Seminário CTP: Portugal não soube investir e é dos “países mais endividados do planeta”

A Confederação do Turismo de Portugal (CTP) promoveu, na passada sexta-feira, um Seminário sobre “Economia Portuguesa e Orçamento de Estado 2020 (OE2020)”. Sob o tema “Este é o OE que a economia portuguesa e o turismo precisam?”, a sessão contou com a presença do docente José César das Neves, da Universidade Católica, e do fiscalista Jaime Esteves, da consultora PwC.
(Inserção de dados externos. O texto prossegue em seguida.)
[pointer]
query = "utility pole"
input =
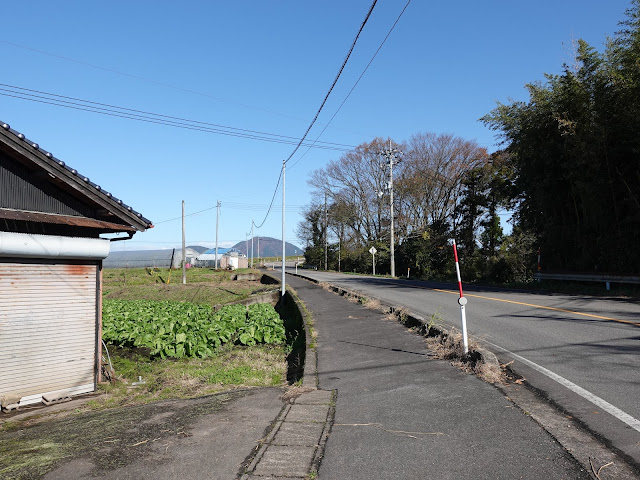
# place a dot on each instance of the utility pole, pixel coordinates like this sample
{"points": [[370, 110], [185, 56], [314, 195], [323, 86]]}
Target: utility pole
{"points": [[392, 156], [326, 228], [184, 251], [339, 250], [284, 163], [217, 218]]}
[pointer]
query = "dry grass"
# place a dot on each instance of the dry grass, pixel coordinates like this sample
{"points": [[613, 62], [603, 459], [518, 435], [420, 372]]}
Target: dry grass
{"points": [[451, 347]]}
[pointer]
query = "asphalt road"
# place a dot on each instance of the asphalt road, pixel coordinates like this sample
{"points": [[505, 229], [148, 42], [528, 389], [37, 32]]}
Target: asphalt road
{"points": [[583, 352]]}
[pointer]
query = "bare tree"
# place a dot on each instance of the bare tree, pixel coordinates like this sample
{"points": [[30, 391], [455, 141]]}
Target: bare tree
{"points": [[430, 184]]}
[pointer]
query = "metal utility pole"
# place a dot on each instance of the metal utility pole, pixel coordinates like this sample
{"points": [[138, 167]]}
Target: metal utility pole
{"points": [[339, 250], [326, 228], [217, 218], [392, 156], [184, 251], [284, 162]]}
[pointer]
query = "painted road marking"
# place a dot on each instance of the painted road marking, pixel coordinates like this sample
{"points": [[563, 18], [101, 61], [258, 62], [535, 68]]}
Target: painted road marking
{"points": [[542, 306], [603, 404]]}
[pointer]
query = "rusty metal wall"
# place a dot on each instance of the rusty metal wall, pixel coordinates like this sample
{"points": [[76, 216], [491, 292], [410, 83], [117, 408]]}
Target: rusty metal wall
{"points": [[48, 317]]}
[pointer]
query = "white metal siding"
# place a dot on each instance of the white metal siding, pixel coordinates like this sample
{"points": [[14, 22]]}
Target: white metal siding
{"points": [[47, 329]]}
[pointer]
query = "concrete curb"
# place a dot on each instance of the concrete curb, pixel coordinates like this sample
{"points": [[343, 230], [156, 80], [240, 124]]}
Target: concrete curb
{"points": [[413, 320], [310, 372]]}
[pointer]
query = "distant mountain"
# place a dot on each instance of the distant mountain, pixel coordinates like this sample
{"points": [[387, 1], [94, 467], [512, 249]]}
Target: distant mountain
{"points": [[269, 247], [198, 248]]}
“Difícil, histórico, milagroso, paradoxal e adequado”: assim começa por descrever João César das Neves o OE2020, afirmando que o panorama mundial atual é de “grande transformação económica e social”, conduzindo a “enormes transformações políticas”. Em Portugal, o responsável refere que “vivemos uma pequena transposição”. Enumerando vários pontos positivos, como o facto de se manter o “mesmo quadro político de há 30 anos”, além da economia estar a “crescer há 22 trimestres consecutivos”, o “segundo período mais longo de crescimento nos últimos 40 anos” desde que existem dados trimestrais, e o desemprego ter descido “11.4 pontos percentuais”, o docente esclareceu que é uma “ilusão” dizer que a economia “está boa. Quando comparamos a economia com o ´buraco` (crise financeira), estamos bem”. Mas, quando se compara o “crescimento antes do ´buraco`, de facto, isto não está a ser grande coisa”, acrescenta César das Neves. Nesta ótica, o docente da Católica destaca os “choques” previstos para o próximo ano. “Temos superpotências ditatoriais, uma grande incerteza na Europa e os crescimentos são fracos”, exemplifica, declarando que “estamos no estranho mundo das taxas de juro que é um problema”. 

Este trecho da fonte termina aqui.